Lestari Moerdijat: Kearifan Lokal Sebagai Modal Sosial untuk Pelestarian Berkelanjutan

Kepedulian masyarakat terhadap kearifan lokal menjadi fondasi penting dalam upaya pelestarian berkelanjutan, terutama terhadap warisan budaya dan geologi seperti Geopark Kaldera Toba. Dalam Forum Diskusi Aktual Berbangsa dan Bernegara yang diselenggarakan pada 19 September 2025 di Universitas Sumatera Utara, Wakil Ketua MPR RI, Lestari Moerdijat, mengemukakan bahwa pola pikir masyarakat sering kali menjadi penghambat. Banyak yang beranggapan bahwa jika suatu upaya tidak memberikan keuntungan ekonomi secara langsung, maka itu tidak perlu dilakukan.

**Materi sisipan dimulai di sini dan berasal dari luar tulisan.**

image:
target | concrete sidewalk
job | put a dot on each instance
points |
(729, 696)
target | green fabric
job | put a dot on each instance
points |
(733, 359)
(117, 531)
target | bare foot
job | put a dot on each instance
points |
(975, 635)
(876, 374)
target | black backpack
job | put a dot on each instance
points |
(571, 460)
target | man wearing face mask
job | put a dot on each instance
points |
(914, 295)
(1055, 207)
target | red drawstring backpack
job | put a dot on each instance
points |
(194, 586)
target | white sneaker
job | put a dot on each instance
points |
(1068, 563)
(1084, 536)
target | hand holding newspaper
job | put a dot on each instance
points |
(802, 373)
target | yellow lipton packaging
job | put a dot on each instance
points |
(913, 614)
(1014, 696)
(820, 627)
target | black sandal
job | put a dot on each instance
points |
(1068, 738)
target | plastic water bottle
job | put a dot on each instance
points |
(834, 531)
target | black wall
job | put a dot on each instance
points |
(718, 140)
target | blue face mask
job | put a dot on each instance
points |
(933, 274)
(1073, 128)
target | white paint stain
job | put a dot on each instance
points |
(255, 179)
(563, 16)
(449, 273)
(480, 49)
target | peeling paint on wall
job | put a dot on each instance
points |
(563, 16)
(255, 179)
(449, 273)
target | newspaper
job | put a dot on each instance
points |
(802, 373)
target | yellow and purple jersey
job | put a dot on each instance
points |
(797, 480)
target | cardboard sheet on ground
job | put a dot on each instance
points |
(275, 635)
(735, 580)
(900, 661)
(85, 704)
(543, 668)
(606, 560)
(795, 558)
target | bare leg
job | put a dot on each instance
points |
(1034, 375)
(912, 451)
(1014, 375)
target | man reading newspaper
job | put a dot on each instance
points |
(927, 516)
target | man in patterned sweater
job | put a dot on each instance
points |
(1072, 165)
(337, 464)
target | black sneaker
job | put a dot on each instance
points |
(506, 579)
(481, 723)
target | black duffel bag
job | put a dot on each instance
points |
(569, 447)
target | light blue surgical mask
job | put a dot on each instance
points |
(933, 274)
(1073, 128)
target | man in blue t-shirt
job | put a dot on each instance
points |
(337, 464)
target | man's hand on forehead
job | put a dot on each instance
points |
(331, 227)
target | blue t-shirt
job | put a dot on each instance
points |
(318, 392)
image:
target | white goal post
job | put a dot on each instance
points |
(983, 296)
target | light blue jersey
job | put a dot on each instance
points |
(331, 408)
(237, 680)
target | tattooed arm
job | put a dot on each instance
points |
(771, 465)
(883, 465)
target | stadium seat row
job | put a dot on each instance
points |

Situasi ini sangat memprihatinkan, karena kearifan lokal seharusnya bisa menjadi kunci untuk mendorong upaya pelestarian yang lebih luas. Kearifan lokal memuat nilai-nilai, tradisi, dan norma yang mengatur hubungan masyarakat dengan lingkungan dan alam. Rerie, demikian sapaan akrab Lestari, menilai pentingnya sistem kekerabatan, tradisi, serta hukum adat dalam mendukung keberlanjutan.

Berbagai elemen kearifan lokal harus diselaraskan dengan kebijakan yang dibuat oleh pemangku kepentingan. Rerie menegaskan bahwa harmoni antara lingkungan hidup dan tatanan sosial sangat penting untuk pengembangan Geopark Kaldera Toba. Hal ini tidak hanya berfungsi untuk melestarikan kawasan tetapi juga untuk meningkatkan kesejahteraan masyarakat setempat.

Pentingnya penyelenggaraan acara seperti ini adalah untuk menyatukan banyak pihak. Hadir dalam forum itu adalah berbagai tokoh, termasuk Profesor Dr. Ismunandar sebagai Staf Ahli Kementerian Kebudayaan, dan Dr. Hatta Ridho, Dekan Fakultas Ilmu Sosial dan Ilmu Politik. Mereka memiliki peran dalam mensosialisasikan nilai kearifan lokal dan bagaimana hal itu berkaitan langsung dengan pelestarian sumber daya alam.

Namun, tantangan besar muncul di era modern. Kegiatan dan gaya hidup yang semakin menjauh dari kearifan lokal dapat mengancam keberlangsungan upaya pelestarian. Rerie mengingatkan bahwa sosialisasi mengenai pentingnya nilai-nilai kearifan lokal harus digalakkan. Masyarakat harus diajarkan kembali mengenai cara-cara pelestarian yang telah ada secara turun-temurun.

“Kelestarian Geopark Kaldera Toba sangat bergantung pada kolaborasi semua pihak,” katanya. Rerie menekankan bahwa berbagai elemen masyarakat, baik pemerintah, akademisi, maupun komunitas lokal, harus bersama-sama membangun komitmen untuk menjaga dan memanfaatkan kawasan ini.

Geopark Kaldera Toba sendiri merupakan situs warisan dunia UNESCO yang kaya akan nilai sejarah dan geologis. Oleh karena itu, keberadaannya harus dimanfaatkan tidak hanya untuk pelestarian tetapi juga sebagai sumber manfaat bagi masyarakat di sekitarnya. Melalui kolaborasi yang baik, harapannya geowisata ini dapat memberikan dampak positif bagi perekonomian daerah.

Rerie berharap, ke depan, semua pihak bisa lebih memahami pentingnya untuk menjaga kearifan lokal. “Kearifan lokal tidak sekadar menjadi slogan, tetapi harus menjadi bagian dari praktik sehari-hari dalam melestarikan lingkungan,” ujarnya.

Ketertutupan terhadap nilai-nilai tersebut bisa menjadi boomerang bagi pelestarian alam dan budaya di Indonesia. Untuk itu, upaya-upaya mendidik masyarakat dan memberi mereka kesadaran akan pentingnya pelestarian harus ditingkatkan. Di sinilah letak tantangannya—bagaimana merangkul masyarakat agar aktif berpartisipasi dalam melestarikan warisan mereka sendiri.

Dengan langkah-langkah tersebut, diharapkan pelestarian Geopark Kaldera Toba dan kawasan bersejarah lainnya dapat dilakukan secara berkelanjutan, membawa manfaat bagi generasi saat ini dan yang akan datang.